The reviewer is correct in pointing out that the values for GBP treated mice are numerically higher in the non-loaded condition compared to vehicle treated for mineralizing surface and bone formation rate. However, our analysis shows that these values are only significantly higher for mineralizing surface (p=0.013, GBP non-loaded vs VEH non-loaded). This difference could reflect the inter-individual variability found within inbred lines, or uncoupled remodeling occurring in mice treated with GBP (i.e., increase in mineralizing surface accompanied with a greater increase in bone resorption parameters at point in time). Other studies have shown that treatment with GBP (150 mg/kg/day) for 12 weeks lowers bone mass in rats (Kanda et al, 2017, Biol. Pharm. Bull. 40, 1934–1940). As such, we agree that the expected outcome would be lower bone responses at baseline. In this work we did not directly measure bone mass and the time of treatment was shorter (4 weeks). Thus, the higher values in mineralization observed in the GBP group at baseline could precede later reductions of osteogenic activities which were not apparent in these studies due to the length of the intervention.
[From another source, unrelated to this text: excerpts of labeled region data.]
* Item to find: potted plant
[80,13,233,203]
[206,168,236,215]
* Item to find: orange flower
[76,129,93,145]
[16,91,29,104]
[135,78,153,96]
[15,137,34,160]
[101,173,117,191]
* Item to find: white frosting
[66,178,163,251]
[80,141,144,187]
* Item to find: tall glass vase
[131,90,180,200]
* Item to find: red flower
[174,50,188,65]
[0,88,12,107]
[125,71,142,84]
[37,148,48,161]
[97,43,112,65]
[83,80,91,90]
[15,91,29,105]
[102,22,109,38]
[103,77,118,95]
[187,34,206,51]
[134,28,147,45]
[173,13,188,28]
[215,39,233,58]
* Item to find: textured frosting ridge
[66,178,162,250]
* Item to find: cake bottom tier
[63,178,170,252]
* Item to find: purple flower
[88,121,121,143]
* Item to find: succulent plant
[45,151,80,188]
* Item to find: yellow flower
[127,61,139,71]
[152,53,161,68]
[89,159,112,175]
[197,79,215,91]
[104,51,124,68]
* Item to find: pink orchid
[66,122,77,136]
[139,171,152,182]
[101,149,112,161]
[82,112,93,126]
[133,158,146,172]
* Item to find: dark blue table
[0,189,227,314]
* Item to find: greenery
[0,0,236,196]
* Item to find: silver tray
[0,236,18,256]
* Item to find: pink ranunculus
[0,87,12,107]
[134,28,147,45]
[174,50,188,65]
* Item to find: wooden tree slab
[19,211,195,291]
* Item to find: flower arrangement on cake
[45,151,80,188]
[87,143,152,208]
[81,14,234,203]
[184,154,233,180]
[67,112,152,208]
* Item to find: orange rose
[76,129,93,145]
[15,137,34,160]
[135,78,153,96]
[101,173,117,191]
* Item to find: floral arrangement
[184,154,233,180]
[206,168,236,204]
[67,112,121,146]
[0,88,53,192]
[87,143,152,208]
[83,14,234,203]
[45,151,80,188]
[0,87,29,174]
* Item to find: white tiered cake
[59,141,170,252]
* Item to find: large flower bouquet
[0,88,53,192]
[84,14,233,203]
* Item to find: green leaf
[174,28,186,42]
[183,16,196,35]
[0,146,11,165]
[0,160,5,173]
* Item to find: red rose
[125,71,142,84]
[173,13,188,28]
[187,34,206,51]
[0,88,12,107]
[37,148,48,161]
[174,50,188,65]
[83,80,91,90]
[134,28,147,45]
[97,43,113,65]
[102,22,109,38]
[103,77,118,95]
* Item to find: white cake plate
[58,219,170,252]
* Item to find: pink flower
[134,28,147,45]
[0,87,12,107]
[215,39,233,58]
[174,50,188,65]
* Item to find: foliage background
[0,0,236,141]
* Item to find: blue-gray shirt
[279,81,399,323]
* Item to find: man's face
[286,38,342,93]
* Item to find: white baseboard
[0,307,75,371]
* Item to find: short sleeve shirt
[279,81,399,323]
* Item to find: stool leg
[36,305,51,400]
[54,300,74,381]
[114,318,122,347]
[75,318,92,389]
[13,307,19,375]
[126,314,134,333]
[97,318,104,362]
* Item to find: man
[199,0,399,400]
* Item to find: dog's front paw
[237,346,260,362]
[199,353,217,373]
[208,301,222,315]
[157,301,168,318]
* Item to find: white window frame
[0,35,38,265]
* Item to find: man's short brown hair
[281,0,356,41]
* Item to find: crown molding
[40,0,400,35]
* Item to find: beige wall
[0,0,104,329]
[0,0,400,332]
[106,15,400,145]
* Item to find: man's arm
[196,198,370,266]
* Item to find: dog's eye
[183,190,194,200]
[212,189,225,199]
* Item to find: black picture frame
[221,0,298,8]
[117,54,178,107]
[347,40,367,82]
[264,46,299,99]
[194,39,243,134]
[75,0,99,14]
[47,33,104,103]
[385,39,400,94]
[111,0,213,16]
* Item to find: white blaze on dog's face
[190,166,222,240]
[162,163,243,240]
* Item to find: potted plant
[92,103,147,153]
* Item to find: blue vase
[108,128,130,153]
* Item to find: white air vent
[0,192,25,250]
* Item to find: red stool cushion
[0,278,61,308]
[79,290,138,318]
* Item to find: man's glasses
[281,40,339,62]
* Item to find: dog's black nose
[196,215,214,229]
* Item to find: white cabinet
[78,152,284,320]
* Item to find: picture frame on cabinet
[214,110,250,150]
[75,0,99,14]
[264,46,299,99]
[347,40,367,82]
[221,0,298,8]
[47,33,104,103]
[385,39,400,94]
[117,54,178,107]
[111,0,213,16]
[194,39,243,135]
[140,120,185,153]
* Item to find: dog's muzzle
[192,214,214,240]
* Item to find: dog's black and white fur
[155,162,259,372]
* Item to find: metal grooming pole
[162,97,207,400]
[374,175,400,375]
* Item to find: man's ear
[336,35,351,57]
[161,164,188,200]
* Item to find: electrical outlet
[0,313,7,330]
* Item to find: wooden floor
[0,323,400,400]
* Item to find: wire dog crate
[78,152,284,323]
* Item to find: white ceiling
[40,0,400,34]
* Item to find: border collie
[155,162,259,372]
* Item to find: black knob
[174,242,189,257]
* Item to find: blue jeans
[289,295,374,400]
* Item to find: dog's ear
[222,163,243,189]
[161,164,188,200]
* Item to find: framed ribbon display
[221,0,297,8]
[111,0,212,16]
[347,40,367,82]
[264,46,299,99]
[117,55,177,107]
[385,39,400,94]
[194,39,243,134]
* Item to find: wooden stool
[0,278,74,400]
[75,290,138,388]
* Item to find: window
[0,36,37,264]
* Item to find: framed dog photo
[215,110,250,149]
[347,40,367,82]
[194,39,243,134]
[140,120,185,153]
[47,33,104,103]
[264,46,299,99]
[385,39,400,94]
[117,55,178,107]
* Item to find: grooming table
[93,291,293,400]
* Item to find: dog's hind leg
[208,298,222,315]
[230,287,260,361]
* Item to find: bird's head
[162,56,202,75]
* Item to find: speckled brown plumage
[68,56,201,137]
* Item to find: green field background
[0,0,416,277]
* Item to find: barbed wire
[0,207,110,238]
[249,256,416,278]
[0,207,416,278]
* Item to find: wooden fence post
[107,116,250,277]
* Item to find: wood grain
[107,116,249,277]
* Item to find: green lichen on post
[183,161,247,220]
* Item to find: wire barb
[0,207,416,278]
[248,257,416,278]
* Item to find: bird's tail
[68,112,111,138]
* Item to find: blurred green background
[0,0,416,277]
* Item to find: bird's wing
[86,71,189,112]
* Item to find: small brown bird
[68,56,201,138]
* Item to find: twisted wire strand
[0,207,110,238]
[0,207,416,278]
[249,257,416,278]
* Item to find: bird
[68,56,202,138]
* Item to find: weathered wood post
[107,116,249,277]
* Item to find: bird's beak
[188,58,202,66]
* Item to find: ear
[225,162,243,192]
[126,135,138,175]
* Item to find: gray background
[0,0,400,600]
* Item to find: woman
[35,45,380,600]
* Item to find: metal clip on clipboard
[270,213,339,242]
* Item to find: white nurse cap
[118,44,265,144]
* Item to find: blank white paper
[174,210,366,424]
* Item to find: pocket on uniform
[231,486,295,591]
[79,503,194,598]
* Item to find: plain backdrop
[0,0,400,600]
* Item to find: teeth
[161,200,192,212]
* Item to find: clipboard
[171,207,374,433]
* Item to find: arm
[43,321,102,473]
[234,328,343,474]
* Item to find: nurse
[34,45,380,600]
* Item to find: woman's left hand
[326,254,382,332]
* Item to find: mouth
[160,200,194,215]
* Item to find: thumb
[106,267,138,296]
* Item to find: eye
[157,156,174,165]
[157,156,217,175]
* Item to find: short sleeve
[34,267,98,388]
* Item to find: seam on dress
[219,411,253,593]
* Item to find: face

While these baseline differences between vehicle and GBP treatment are interesting, our primary endpoint here was to determine if GBP altered the anabolic bone response to mechanical loading, where we found that GBP has an inhibitory effect on load-induced bone formation. We were able to clearly capture this phenomenon by comparing the percentage difference between loaded vs non-loaded bones of the same animal [%Δ = ((loaded limb−control limb)/control limb) × 100%)] and showing that the extent of the adaptive responses to mechanical stimuli are clearly diminished in GBP treated mice but not in VEH treated mice. Additional text has been added to the discussion to help the reader better understand the phenotypic observations presented in this work.

Round 2

Reviewer 1 Report

The authors addressed all points accordingly.